За этим стояли и более широкие результаты, важные для археологии России в целом.

Во-первых, изучение материальной культуры столицы осознали как особый раздел исторической археологии Евразии. Оно продвинулось настолько, что вошло отдельными разделами в общие курсы археологии – в оба учебника для вузов, составленные А.В. Арциховским в 1940—1950-х гг., и в репрезентативные сборники, представлявшие достижения советской археологии[20].

Во-вторых, сложилась московская школа археологии, во главе которой стояли сначала В.А. Городцов, а затем его ученик А.В. Арциховский. Её образовала кафедра археологии исторического факультета МГУ и Институт археологии Академии наук СССР, сотрудничавшие в изучении города с Историческим музеем, Музеем истории и реконструкции Москвы и другими. Это была та же школа, которая «отвечала за археологию» по всей гигантской тогда стране, от Карелии и Сибири до Молдавии и Закавказья, рассылая во все концы экспедиции и создавая на их основе местные научные школы и направления археологии Евразии.

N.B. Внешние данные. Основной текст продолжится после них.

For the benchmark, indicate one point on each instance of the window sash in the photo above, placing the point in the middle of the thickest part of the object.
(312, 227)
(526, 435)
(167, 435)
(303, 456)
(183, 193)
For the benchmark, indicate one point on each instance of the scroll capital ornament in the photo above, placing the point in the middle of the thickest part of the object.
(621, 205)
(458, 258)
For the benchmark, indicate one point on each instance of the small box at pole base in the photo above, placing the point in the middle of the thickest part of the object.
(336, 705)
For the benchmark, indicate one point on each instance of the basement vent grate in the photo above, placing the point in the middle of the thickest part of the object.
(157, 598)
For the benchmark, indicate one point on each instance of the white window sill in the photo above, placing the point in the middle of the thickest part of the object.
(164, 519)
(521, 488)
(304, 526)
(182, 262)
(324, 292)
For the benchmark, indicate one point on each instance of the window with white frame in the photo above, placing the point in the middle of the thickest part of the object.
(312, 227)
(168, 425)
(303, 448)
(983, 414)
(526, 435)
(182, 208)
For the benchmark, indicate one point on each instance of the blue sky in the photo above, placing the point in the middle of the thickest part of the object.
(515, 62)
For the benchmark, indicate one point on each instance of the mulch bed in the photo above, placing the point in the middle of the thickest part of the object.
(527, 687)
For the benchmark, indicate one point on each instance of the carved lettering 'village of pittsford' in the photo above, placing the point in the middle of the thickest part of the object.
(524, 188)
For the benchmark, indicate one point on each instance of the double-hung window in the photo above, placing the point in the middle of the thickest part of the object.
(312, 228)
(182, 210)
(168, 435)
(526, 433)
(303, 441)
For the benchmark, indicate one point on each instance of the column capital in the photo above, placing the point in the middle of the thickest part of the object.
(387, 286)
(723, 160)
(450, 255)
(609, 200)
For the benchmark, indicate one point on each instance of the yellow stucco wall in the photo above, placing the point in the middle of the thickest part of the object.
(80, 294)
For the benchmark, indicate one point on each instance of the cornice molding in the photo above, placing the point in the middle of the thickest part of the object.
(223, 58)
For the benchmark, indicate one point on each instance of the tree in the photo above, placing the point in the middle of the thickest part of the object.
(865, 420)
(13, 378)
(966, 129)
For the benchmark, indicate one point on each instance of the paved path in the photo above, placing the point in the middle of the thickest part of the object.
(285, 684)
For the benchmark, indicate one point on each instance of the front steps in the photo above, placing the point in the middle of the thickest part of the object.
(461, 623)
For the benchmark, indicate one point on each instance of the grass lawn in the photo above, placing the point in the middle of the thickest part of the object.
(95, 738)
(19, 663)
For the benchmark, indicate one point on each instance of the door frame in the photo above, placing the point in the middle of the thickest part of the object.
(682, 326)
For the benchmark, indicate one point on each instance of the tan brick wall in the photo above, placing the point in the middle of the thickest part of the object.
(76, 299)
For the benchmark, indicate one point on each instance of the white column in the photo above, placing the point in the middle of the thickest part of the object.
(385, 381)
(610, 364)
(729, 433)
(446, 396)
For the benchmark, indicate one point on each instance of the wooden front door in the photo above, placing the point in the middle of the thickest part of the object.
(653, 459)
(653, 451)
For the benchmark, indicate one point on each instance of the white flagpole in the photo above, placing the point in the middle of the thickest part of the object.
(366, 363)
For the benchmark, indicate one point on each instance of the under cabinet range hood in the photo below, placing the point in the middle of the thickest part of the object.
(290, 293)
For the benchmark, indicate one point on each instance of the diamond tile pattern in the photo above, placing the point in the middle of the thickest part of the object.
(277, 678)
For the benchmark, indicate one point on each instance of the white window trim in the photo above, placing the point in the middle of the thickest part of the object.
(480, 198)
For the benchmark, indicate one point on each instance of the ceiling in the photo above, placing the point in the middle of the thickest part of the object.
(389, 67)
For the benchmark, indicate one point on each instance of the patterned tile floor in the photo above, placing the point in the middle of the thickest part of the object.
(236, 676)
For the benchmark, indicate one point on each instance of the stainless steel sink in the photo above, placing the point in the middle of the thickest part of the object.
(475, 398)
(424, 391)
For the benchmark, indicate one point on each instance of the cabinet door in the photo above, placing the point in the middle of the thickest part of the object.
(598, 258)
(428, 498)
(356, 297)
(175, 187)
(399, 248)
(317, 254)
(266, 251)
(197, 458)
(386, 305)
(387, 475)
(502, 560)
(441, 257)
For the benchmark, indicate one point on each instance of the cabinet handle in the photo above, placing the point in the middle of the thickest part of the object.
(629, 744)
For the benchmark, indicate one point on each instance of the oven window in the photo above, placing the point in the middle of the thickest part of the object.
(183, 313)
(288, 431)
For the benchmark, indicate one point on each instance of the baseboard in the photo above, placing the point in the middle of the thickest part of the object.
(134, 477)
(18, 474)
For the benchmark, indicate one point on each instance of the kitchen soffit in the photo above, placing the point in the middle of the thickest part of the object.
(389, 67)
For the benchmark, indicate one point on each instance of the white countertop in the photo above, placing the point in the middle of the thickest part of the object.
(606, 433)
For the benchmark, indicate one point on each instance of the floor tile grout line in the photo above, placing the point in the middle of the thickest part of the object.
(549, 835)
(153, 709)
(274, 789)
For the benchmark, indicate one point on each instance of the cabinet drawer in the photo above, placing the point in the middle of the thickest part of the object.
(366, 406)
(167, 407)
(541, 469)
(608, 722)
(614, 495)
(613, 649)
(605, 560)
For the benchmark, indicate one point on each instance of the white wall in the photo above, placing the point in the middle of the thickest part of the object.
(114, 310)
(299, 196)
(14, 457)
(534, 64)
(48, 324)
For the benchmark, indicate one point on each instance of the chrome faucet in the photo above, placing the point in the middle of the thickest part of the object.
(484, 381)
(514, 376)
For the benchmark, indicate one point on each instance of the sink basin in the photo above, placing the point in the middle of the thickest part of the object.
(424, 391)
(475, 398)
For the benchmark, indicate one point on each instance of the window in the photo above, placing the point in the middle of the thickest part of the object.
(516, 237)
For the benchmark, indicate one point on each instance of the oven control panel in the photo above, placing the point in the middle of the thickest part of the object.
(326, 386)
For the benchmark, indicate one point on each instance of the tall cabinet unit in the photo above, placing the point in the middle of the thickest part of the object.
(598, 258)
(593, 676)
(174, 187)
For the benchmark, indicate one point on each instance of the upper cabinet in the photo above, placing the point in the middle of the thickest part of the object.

Для этой научной школы работа в Москве с её окрестностями служила полигоном, богатым всеми видами памятников начиная с эпохи неолита. Именно на московском материале проходили практику, начинали самостоятельную полевую и лабораторную работу ученые, составившие славу советской археологии, ставшие лауреатами Государственных премий, профессорами, академиками. В начале их пути в науку неизменно лежали разведки и раскопки курганов, городищ железного века и стоянок эпохи неолита, участие в наблюдениях за земляными работами в центральных районах Москвы и раскопках Московской археологической экспедиции.